Over a quarter of new coronavirus cases in Colorado at the end of last month occurred in kids and teens through age 19. The 0-19 age bracket accounted for more cases than the 40-59 group, but it was the 20-39 bracket that saw the majority of cases 38.09%.
The 26.36% of new cases that occurred in the 0-19 population is the greatest amount seen since September 2020, when the bracket accounted for 26.92% of new cases. The trend of new cases in younger age groups is not unlike those seen in other parts of the country as greater numbers of older age brackets become fully vaccinated.
The FDA is expected to issue a decision in the coming days on Pfizer’s request to expand the current emergency use authorization granted to its COVID-19 vaccine to allow for teens ages 12 to 15. Currently, the FDA EUA allows for the two-dose jab to be administered to anyone 16 years of age and older.
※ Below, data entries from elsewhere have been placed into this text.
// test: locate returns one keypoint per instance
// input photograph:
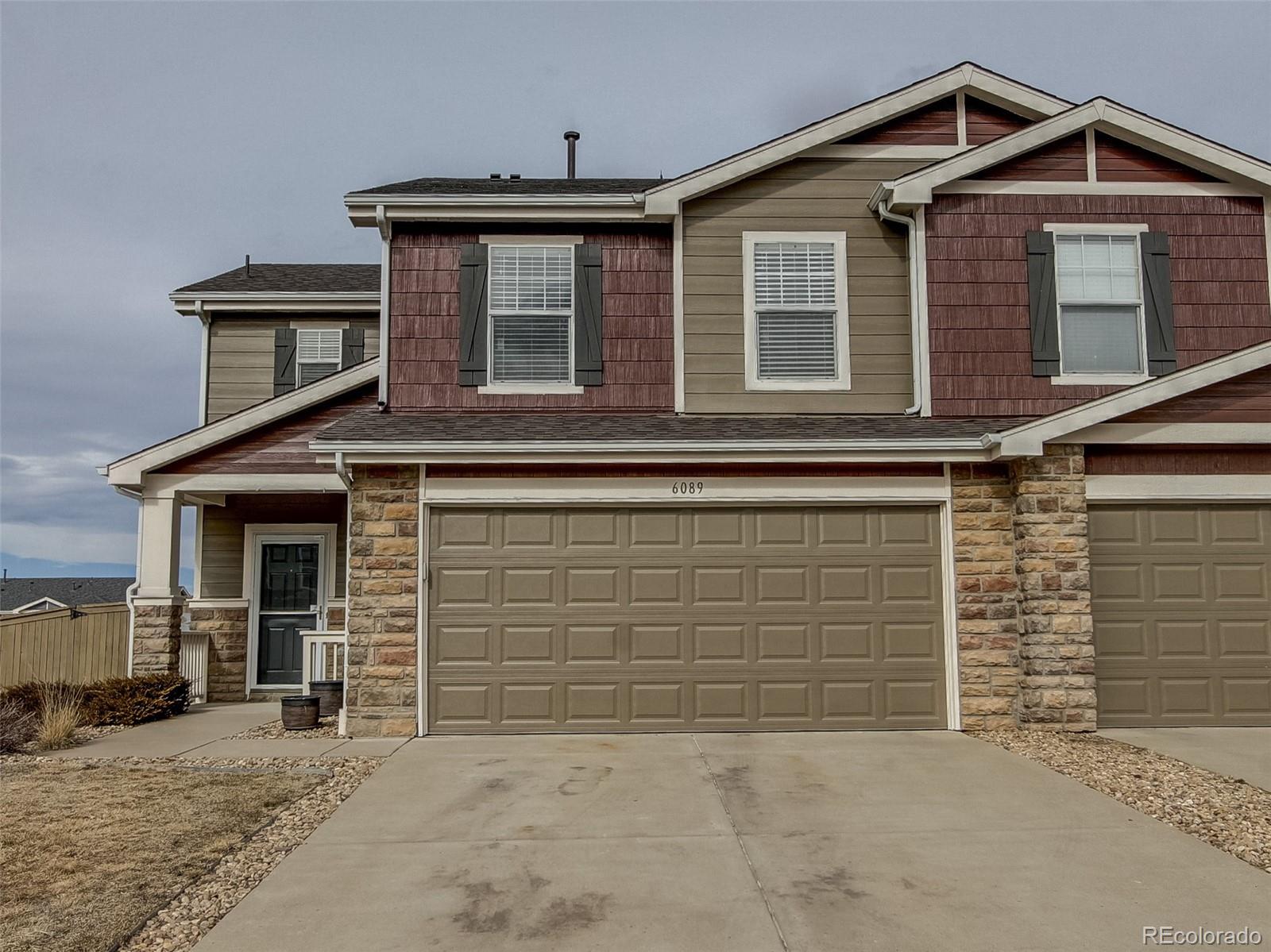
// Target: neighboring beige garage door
(705, 619)
(1182, 614)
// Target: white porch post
(158, 603)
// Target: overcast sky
(148, 145)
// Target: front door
(289, 604)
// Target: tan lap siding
(241, 357)
(222, 558)
(806, 195)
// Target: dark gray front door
(289, 605)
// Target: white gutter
(915, 330)
(203, 360)
(385, 262)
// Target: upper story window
(317, 353)
(1099, 298)
(531, 314)
(796, 310)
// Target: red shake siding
(423, 326)
(1122, 162)
(985, 122)
(978, 289)
(1059, 162)
(931, 125)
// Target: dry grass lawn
(91, 850)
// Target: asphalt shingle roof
(292, 277)
(515, 186)
(16, 592)
(669, 427)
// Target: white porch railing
(195, 649)
(324, 659)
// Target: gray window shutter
(1158, 304)
(1042, 304)
(284, 360)
(353, 347)
(473, 313)
(588, 315)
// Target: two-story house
(950, 410)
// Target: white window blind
(796, 310)
(1099, 304)
(317, 353)
(531, 310)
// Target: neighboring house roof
(68, 592)
(620, 430)
(1106, 116)
(512, 187)
(1029, 437)
(966, 76)
(130, 471)
(290, 279)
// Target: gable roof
(966, 76)
(510, 187)
(1029, 439)
(68, 592)
(130, 471)
(1105, 116)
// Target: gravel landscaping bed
(197, 908)
(1224, 811)
(273, 731)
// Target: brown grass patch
(92, 850)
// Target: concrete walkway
(1234, 751)
(739, 843)
(203, 732)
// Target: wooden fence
(51, 646)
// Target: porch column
(383, 600)
(158, 605)
(1053, 565)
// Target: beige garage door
(1182, 614)
(639, 619)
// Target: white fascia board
(999, 91)
(1029, 439)
(1103, 116)
(130, 471)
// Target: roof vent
(571, 137)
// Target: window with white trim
(796, 310)
(318, 351)
(1099, 296)
(531, 314)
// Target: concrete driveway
(1236, 751)
(925, 840)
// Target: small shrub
(116, 700)
(17, 726)
(59, 717)
(135, 700)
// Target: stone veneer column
(987, 595)
(156, 637)
(226, 662)
(1057, 642)
(381, 600)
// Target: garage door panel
(686, 619)
(1182, 614)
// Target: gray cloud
(149, 145)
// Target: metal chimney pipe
(572, 139)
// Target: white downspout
(385, 260)
(914, 323)
(203, 357)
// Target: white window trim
(1071, 228)
(496, 387)
(839, 239)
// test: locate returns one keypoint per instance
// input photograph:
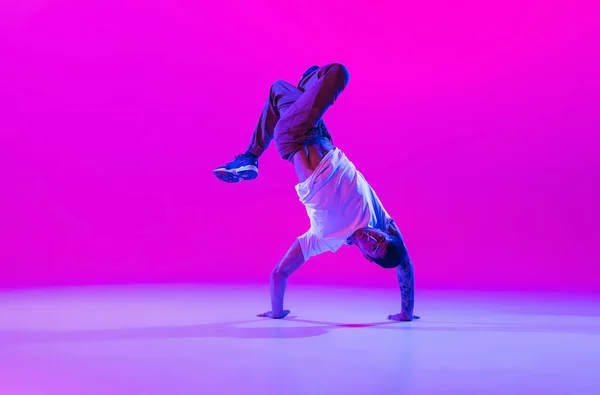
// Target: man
(341, 205)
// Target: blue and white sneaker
(244, 167)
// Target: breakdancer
(341, 205)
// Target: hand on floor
(402, 317)
(269, 314)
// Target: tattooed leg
(406, 281)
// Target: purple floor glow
(205, 340)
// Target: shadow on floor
(277, 330)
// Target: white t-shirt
(339, 201)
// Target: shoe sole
(232, 176)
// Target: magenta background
(477, 124)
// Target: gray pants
(292, 116)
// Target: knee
(280, 272)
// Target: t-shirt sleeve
(311, 245)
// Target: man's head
(386, 250)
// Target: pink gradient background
(477, 124)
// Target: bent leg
(281, 96)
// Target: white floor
(146, 340)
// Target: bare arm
(292, 260)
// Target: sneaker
(244, 167)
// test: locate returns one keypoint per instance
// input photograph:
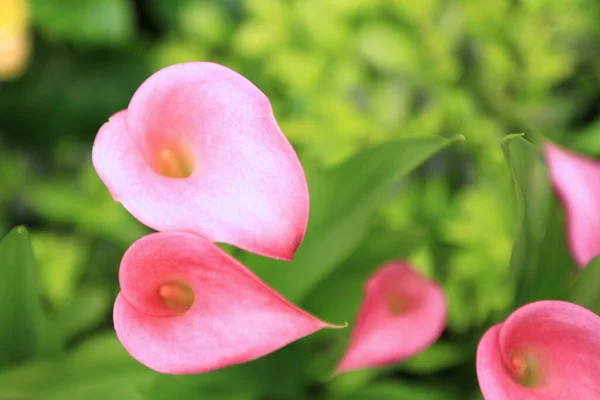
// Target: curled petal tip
(402, 314)
(576, 180)
(198, 150)
(187, 307)
(547, 350)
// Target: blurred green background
(365, 90)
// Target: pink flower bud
(187, 307)
(198, 150)
(403, 313)
(576, 179)
(547, 350)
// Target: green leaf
(85, 21)
(21, 315)
(540, 260)
(586, 292)
(343, 201)
(99, 369)
(86, 311)
(441, 356)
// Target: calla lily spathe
(403, 313)
(188, 307)
(576, 179)
(198, 150)
(547, 350)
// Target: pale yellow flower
(15, 40)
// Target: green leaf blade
(21, 315)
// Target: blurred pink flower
(187, 307)
(548, 350)
(576, 179)
(403, 313)
(198, 150)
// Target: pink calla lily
(198, 150)
(187, 307)
(402, 314)
(576, 179)
(547, 350)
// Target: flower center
(522, 369)
(177, 296)
(173, 163)
(397, 305)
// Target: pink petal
(547, 350)
(576, 179)
(403, 314)
(233, 317)
(245, 187)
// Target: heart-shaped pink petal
(402, 314)
(187, 307)
(198, 150)
(576, 179)
(547, 350)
The Pfizer vaccine is the only one approved for 16 and 17-year-olds, as Moderna and Johnson & Johnson only received approval for those 18 and up.
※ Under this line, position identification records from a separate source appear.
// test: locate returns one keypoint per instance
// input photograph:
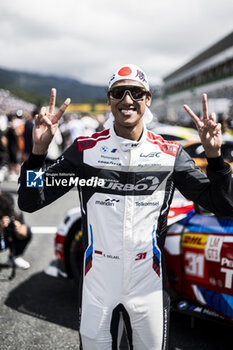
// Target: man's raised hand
(209, 131)
(46, 124)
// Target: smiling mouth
(127, 111)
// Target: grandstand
(211, 71)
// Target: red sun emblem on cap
(124, 71)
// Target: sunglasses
(135, 92)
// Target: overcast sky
(89, 39)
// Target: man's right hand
(46, 124)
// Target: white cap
(131, 72)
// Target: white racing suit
(124, 227)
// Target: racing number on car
(195, 264)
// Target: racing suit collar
(126, 144)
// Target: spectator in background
(12, 222)
(13, 149)
(3, 156)
(101, 119)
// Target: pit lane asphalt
(39, 312)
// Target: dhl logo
(194, 240)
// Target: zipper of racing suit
(127, 230)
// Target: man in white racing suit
(124, 217)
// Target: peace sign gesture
(209, 131)
(46, 124)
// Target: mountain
(35, 88)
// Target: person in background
(13, 149)
(12, 223)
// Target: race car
(198, 252)
(199, 262)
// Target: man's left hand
(209, 131)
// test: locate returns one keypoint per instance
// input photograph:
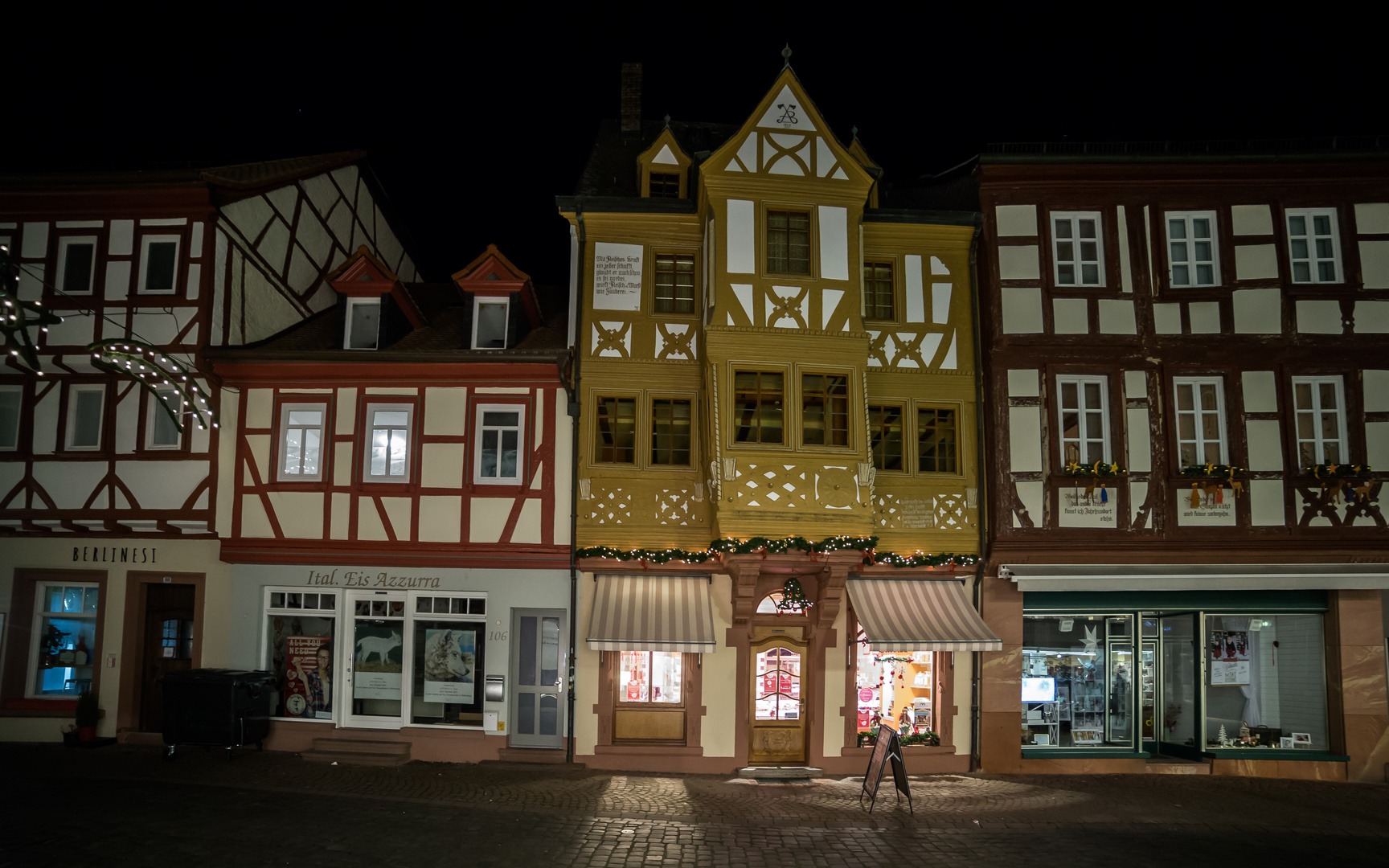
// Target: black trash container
(215, 707)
“We already have a vaccine clinic being set up for ages 16-21 next weekend,” Dr. Reginald Washington, chief medical officer at Rocky Mountain Hospital for Children in Denver, told 9NEWS. “It’ll be a simple matter of extending that down to 12-21 at our hospital.”
Nationwide, there have been over 3.7 million cases of coronavirus reported in children, representing 13.8% of illnesses in the U.S., according to the American Academy of Pediatrics. Sixteen states have reported over 100,000 cases in kids, although Colorado is not one of them. The state has seen at least 13 coronavirus-related deaths involving kids.
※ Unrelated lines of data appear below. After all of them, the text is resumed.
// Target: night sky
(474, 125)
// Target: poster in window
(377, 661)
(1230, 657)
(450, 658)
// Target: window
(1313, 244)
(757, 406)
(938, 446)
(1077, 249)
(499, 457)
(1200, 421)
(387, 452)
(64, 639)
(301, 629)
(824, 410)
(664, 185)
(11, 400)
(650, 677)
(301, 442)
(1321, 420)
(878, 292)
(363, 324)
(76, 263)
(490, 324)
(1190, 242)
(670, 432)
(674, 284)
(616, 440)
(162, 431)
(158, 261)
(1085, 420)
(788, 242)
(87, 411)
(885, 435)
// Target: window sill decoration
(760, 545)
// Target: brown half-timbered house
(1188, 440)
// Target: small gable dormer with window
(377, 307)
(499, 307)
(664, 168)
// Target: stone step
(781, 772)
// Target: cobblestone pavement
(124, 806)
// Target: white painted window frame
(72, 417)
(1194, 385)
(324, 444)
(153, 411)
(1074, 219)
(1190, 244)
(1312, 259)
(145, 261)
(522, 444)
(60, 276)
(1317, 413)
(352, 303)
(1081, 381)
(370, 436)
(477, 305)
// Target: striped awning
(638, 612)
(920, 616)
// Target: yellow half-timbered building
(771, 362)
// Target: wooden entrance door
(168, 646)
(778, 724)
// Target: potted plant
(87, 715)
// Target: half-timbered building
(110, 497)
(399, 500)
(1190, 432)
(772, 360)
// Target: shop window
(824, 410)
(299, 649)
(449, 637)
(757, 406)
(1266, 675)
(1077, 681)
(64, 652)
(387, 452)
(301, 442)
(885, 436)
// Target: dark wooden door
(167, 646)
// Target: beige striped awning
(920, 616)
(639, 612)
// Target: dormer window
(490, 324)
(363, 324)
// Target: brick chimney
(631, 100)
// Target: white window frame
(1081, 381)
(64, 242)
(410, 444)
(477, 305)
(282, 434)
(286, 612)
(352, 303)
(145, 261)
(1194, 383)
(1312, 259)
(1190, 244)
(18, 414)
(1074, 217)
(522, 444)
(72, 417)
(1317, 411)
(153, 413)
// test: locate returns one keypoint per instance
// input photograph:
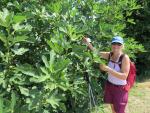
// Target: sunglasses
(116, 43)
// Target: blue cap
(117, 39)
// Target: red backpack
(132, 73)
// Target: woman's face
(116, 47)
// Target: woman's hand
(104, 67)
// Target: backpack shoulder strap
(120, 60)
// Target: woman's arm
(124, 69)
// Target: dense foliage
(43, 61)
(140, 30)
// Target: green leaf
(24, 91)
(45, 61)
(54, 101)
(22, 28)
(5, 18)
(27, 70)
(13, 101)
(19, 18)
(3, 39)
(20, 51)
(19, 39)
(1, 105)
(52, 59)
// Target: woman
(114, 93)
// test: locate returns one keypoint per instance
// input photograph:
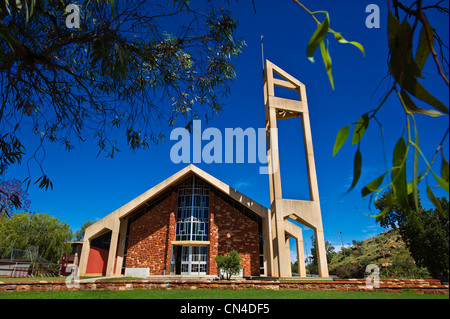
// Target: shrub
(230, 263)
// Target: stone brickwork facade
(151, 236)
(231, 229)
(423, 286)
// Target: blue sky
(87, 187)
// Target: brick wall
(231, 229)
(150, 237)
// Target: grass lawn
(216, 294)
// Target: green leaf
(416, 168)
(416, 89)
(357, 164)
(399, 182)
(317, 38)
(341, 39)
(340, 139)
(423, 49)
(402, 64)
(434, 200)
(372, 186)
(413, 108)
(442, 183)
(444, 169)
(360, 128)
(112, 4)
(327, 61)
Experts, including CDC director Dr. Rochelle Walensky, said that emerging variants, as well as clusters tied to extracurricular youth sports, have contributed to the rise in cases among kids. The agency has faced increased criticism over its summer camp guidance that advocates for mask-wearing and social distancing among youth while outdoors despite low risk of transmission. She said Wednesday that if the FDA does move to authorize a vaccine for 12-15-year-olds, and the teens are vaccinated before attending summer camp, they could take off their masks while outdoors.
“What we’re really trying to avoid in this camp guidance is what we saw in outbreaks in camps last summer,” she said, during the White House COVID-19 briefing. “So if you have five 10-year-olds who are on a soccer field, all in front of the same soccer ball, we’re trying to make sure that there are not a lot of heavy breathing around a singular soccer ball with five kids around it at the same time.”
“But for spread-out activities, our outdoor mask guidance for unvaccinated people, small groups, allows for those kids to be unvaccinated,” she said. “And we – what we really are trying to do is ensure that all of these kids can have a really good camp experience and keep camps open without any outbreaks.”